(Lusa) - As equipas de emergência da Malásia iniciaram uma vasta operação de busca e salvamento no estado de Perak, no noroeste do país, na tentativa de localizar 14 pessoas que desapareceram após o naufrágio de uma embarcação na passada segunda-feira. O alerta foi dado por um pescador local que avistou sobreviventes à deriva, desencadeando a mobilização imediata da Guarda Costeira, da Marinha Real e da Polícia Marítima. Segundo as autoridades, o barco transportava 37 cidadãos indonésios, alegadamente migrantes em situação irregular.

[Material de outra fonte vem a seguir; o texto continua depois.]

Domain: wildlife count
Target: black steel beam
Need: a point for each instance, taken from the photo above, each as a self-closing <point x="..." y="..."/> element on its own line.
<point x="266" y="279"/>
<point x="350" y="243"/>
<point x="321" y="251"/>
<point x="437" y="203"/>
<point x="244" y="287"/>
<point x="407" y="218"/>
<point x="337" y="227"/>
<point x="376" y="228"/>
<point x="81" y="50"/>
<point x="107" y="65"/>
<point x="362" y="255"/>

Até ao momento, 23 sobreviventes — 16 homens e sete mulheres — foram resgatados por um barco de pesca que se encontrava na zona, mas 14 passageiros continuam por localizar. As investigações preliminares sugerem que o grupo terá partido de Sumatra, na Indonésia, no último sábado, com o objetivo de alcançar diversos centros urbanos na Malásia, incluindo a capital Kuala Lumpur e a região de Penang. No local, foram já recuperados pertences das vítimas, que estão a ser utilizados nos procedimentos de identificação junto dos sobreviventes.
Este incidente volta a colocar o foco na perigosidade das rotas migratórias na região. Mohamad Shukri bin Khotob, diretor da Guarda Costeira de Perak, confirmou que a embarcação era operada por três tripulantes de nacionalidade birmanesa e assegurou que as buscas serão intensificadas até que todas as vítimas sejam encontradas. O naufrágio ocorre num contexto de vigilância apertada, recordado pela tragédia de novembro passado, onde 27 migrantes da minoria rohingya perderam a vida em circunstâncias semelhantes ao largo da costa malaia.